January 22, 2013, 4:24 PM — Facebook's Graph Search is the future of search. Even before Google was a verb, the search engine Holy Grail was to deliver you the most relevant search results despite not knowing who you were and what exactly you were looking for. Now Facebook can stop guessing who you are--because it already knows you--and start serving up hyper-personalized answers tailored to you and based on the Facebook social universe.
Search leaders haven't been sitting idly by. Google's own hyper-personal search tool is called Google Now and landed on desktop search just last month. Microsoft's Bing has woven what it calls Social Search deep into its search engine. The hyper-personal search race has already been sparked; Facebook's Graph Search ignites the revolution.
Getting personal
Personalized search is nothing new. We've gotten whiffs of the benefits of personalized search over time. Netflix has spent years honing its recommendation engine designed to keep you coming back to watch more movies and TV shows. Amazon recommends books, music, and numerous other products based on your past purchases. Pandora developed an algorithm that can generate playlists based on songs you tell it you like.

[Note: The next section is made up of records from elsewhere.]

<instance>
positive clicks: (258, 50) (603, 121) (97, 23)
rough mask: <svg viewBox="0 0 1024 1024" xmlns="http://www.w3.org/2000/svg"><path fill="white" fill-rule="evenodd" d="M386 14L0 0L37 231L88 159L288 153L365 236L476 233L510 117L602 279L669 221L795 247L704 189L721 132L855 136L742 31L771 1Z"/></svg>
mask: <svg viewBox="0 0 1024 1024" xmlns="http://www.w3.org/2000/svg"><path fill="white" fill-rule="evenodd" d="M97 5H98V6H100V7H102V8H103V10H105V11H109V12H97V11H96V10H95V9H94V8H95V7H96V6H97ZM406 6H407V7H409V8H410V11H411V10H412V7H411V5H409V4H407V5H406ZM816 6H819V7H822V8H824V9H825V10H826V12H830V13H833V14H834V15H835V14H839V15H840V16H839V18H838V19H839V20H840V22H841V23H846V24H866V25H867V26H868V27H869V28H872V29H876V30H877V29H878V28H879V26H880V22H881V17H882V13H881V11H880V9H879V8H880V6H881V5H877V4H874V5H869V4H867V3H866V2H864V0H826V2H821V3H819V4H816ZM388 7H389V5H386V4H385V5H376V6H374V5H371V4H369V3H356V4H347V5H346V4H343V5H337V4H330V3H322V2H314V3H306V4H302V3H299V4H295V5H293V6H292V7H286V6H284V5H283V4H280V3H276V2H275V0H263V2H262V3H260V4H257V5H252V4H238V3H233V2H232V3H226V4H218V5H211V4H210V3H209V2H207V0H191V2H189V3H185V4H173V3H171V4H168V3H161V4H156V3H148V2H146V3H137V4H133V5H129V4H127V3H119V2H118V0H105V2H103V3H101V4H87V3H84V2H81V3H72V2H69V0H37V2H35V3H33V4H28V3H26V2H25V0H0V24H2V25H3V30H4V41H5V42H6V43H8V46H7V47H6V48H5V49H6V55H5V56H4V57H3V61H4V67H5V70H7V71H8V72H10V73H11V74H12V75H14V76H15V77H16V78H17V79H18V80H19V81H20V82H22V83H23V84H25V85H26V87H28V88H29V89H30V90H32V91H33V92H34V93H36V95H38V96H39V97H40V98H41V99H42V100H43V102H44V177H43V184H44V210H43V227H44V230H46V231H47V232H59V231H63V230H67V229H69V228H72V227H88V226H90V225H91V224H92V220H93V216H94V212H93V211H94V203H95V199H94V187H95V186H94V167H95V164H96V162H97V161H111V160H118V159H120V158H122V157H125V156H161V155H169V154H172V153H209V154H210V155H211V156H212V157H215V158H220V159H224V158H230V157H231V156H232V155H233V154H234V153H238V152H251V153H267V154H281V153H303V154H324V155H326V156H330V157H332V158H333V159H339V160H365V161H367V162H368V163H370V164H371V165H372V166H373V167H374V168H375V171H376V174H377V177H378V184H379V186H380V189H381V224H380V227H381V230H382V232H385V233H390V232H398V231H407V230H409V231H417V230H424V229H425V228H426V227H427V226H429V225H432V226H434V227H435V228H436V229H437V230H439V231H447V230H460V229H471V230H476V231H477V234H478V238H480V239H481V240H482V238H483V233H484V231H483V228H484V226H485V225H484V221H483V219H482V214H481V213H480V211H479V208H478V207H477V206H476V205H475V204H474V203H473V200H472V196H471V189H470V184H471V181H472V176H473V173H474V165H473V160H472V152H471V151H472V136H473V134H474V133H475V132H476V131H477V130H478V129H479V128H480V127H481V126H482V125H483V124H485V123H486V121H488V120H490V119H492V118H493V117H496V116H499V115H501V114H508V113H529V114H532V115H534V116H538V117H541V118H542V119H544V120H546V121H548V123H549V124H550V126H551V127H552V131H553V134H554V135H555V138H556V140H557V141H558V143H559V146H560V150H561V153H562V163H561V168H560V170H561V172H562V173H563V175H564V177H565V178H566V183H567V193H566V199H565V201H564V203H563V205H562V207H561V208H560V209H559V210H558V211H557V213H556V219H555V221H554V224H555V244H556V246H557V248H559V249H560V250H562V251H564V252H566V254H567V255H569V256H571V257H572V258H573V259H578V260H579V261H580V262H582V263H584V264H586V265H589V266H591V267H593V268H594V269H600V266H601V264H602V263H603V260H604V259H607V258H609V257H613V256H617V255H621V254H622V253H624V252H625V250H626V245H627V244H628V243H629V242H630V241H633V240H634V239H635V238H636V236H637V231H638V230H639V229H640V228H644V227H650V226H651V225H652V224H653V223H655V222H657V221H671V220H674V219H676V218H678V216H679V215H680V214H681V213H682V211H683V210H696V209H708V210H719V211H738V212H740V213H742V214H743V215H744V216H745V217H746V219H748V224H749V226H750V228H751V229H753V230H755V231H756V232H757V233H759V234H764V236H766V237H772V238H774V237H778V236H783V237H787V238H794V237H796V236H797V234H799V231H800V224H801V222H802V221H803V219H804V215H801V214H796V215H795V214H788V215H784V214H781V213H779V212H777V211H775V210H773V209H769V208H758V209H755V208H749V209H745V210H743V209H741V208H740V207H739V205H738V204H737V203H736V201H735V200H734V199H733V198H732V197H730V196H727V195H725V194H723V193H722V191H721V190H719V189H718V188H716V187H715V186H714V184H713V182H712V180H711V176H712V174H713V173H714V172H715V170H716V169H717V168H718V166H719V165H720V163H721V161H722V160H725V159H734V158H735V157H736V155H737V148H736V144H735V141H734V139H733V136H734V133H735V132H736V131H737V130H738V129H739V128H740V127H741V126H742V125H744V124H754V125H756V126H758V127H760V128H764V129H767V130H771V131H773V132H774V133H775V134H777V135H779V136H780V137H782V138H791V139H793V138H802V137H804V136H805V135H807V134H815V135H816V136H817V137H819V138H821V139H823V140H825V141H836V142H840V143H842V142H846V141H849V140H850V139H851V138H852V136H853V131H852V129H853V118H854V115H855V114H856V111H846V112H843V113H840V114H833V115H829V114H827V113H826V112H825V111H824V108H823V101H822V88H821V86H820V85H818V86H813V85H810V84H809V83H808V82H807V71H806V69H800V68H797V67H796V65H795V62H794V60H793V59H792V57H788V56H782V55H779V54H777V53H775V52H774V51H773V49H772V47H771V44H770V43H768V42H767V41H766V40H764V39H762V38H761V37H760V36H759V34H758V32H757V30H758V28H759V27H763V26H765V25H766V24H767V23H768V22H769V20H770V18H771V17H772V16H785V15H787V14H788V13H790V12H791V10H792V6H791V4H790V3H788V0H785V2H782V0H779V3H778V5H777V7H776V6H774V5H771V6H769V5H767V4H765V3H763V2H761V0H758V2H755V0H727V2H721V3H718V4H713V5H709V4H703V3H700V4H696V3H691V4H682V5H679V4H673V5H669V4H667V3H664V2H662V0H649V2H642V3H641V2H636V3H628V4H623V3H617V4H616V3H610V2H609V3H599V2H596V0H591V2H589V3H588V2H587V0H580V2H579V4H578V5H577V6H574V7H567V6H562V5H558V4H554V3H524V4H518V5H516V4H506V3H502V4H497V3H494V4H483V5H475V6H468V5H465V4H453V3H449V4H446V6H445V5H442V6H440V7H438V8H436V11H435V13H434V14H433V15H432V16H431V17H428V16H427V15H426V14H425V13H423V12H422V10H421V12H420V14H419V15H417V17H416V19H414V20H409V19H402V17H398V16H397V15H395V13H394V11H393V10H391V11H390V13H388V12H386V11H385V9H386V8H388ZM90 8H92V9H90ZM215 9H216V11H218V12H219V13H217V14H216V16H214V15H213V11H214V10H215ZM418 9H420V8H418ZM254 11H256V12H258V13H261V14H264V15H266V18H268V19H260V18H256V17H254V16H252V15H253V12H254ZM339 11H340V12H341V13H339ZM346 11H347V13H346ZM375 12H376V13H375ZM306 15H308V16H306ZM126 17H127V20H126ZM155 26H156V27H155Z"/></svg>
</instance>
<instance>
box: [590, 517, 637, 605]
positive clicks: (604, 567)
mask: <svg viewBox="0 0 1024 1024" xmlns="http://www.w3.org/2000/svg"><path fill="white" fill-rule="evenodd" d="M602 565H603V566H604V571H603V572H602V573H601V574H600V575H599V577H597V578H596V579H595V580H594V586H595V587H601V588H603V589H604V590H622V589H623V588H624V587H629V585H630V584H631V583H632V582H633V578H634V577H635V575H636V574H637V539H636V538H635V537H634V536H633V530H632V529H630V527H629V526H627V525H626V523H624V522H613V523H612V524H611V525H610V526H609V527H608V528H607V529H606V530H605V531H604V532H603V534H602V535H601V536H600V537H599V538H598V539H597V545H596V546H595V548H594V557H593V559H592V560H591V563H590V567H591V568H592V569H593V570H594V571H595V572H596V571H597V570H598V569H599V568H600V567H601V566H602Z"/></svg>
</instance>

The secret to the success of Amazon, Netflix, and Pandora is the scope of the guessing was limited to you and a defined by a limited number of products, movies, and songs. The challenge for the leaders in search, Microsoft's Bing and Google, was that the data set was everything under the sun and you were an unknown. It's easier to create a search algorithm that uses past movie preferences to guess what similar movies you like. It's much harder for Bing to guess what movie you'd like based on the query "find me a really funny movie that I'd like."
Now Bing, Google, and Facebook can begin to know who you are, who your friends are, your likes, where you go, about that failed diet, and where you vacation. The results are good, if we don't get too hung up on the privacy debate. In the age of Big Data, search engines can sift through your digital dossier and pair that with relevant search results.